Chronic kidney disease
It is now accepted that chronic kidney disease (CKD) is a risk factor for cardiovascular disease. The increase in vascular morbidity and mortality, however, cannot be explained entirely by traditional risk factors, and ADMA might represent a novel risk factor in this context. Vallance et al. 8 were the first to demonstrate an increase in ADMA in patients with end-stage renal failure (ESRF). Since then, this observation has been replicated consistently in numerous studies of patients with CKD and ESRF (reviewed by Jacobi and Tsao 65 ). In CKD, plasma ADMA concentration is increased, with a wide range of concentrations reported (0.46–4.20 μmol/L). 65 Part of this variation is down to methodological differences: ‘control’ values of 0.36–1.40 μmol/L are reported in these studies, but, on average, ADMA is increased two-fold in CKD. 65 Although ADMA does not correlate well with serum creatinine, ADMA does increase steadily across the stages of CKD. 66 Interestingly, ADMA is also significantly increased in patients with kidney disease but normal renal function, in whom there is also evidence of increased oxidative stress. 66,67 This, plus evidence from prospective studies, suggests that ADMA might play a role in progression of renal disease, its concentration strongly predicting progression to ESRF. 68,69
ADMA is also a determinant of cardiovascular disease in CKD. It is independently associated with carotid intima–media thickness (IMT) and predicts its progression. 70 It is also associated with left ventricular hypertrophy and cardiac dysfunction. 71 In CKD, ADMA predicts death independently of other variables. 68,72 As little as a 0.1 μmol/L increase in plasma ADMA is associated with a 20% increase in a combined endpoint of ESRF and death on multivariate analysis. 68 In haemodialysis patients, ADMA is the second strongest predictor of death after age, with an ADMA concentration above the 75th centile conferring a two- to three-fold increased risk of death. 72
The reason for the increase in ADMA concentration in CKD is likely related to two major factors. Firstly, given the high net renal extraction in humans, which is around 16% and primarily related to DDAH-mediated catabolism, 15 ADMA can accumulate due to decreased metabolism, and could be regarded as a metabolic complication of CKD, much like bone disease and anaemia. Secondly, CKD is associated with increased oxidative stress, with correlations between ADMA and markers such as plasma malondialdehyde, erythrocyte superoxide dismutase and oxidized LDL. 66 As discussed above, oxidative stress is associated with reduced DDAH activity and ADMA accumulation.

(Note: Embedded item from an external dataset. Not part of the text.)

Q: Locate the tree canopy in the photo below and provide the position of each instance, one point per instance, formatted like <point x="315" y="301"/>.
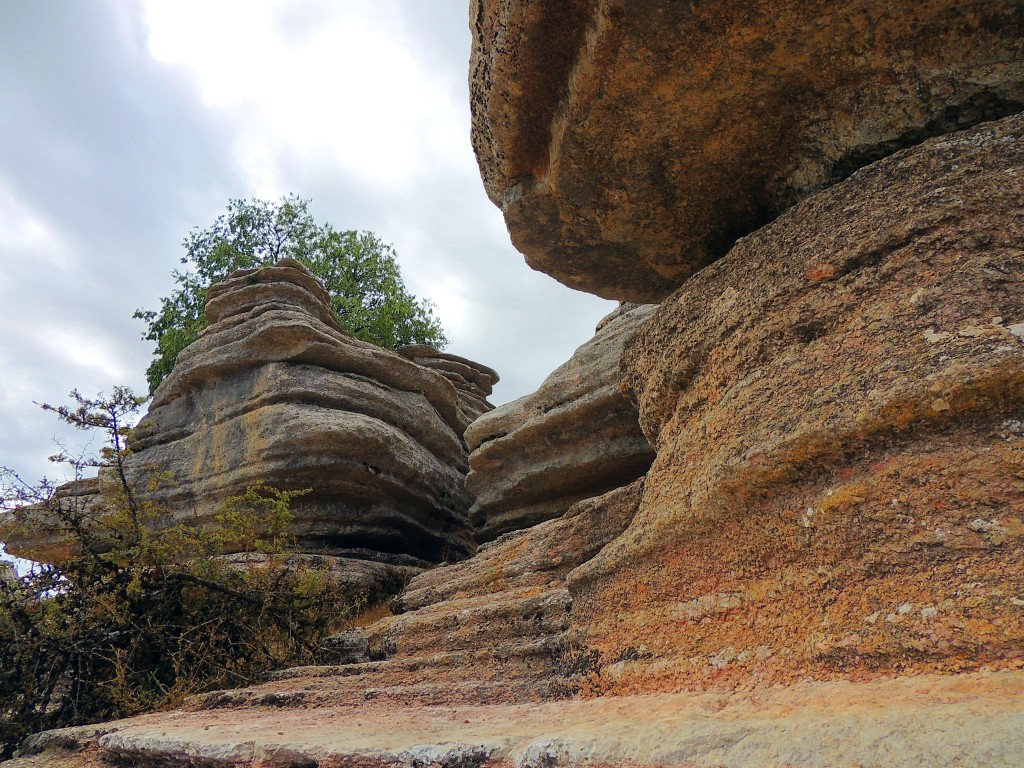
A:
<point x="141" y="610"/>
<point x="358" y="270"/>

Unlike ADMA, SDMA correlates highly with glomerular filtration rate (GFR) as determined by inulin clearance (r = 0.85, P < 0.0001), and appears to be a more sensitive marker of renal function than creatinine; 73 as a sensitive and non-invasive marker it might have a future role. Its indirect effects on NO production have already been alluded to, and in this context it is interesting to note that its concentration is correlated with the angiographic stenosis score in patients with mild CKD. 36 Therefore, although SDMA has no direct effect on NOS, it might still be an important measure, firstly, as a sensitive marker of GFR and, secondly, as a tool for estimating cardiovascular risk in early CKD. 36
Hypertension
In humans with essential hypertension, ADMA concentration is increased two-fold over healthy controls and is associated with reduced levels of urinary NO metabolites. 74 ADMA concentration correlates with markers of endothelial function in hypertensive patients. 75
In healthy young men, black Africans have significantly reduced NO and flow-mediated dilation compared with white Europeans, and this is independently associated with ADMA concentration. 76 Treatment guidelines for hypertension acknowledge that black African and Caribbean patients are less responsive to inhibition of the renin-angiotensin system than white patients, 77 revealing what is likely a fundamental difference in the pathophysiology of hypertension in these groups.
Several studies have demonstrated reduced ADMA concentrations with short-term angiotensin converting enzyme (ACE) inhibitor treatment; in these studies, ADMA concentration was reduced by 12–20%, and included patients with essential hypertension, 78–80 insulin resistance, 81 diabetes mellitus 82 and CKD. 83 Angiotensin-receptor blocking drugs produce similar reductions in ADMA concentration, and can improve vascular function. 78,80,84 There is some evidence that this might be related, at least in part, to inhibition of the effects of oxidative stress, such as lipid peroxidation, and so restoration of DDAH activity. 85 This may be a factor in explaining the protective effects of ACE inhibitors on the vascular endothelium.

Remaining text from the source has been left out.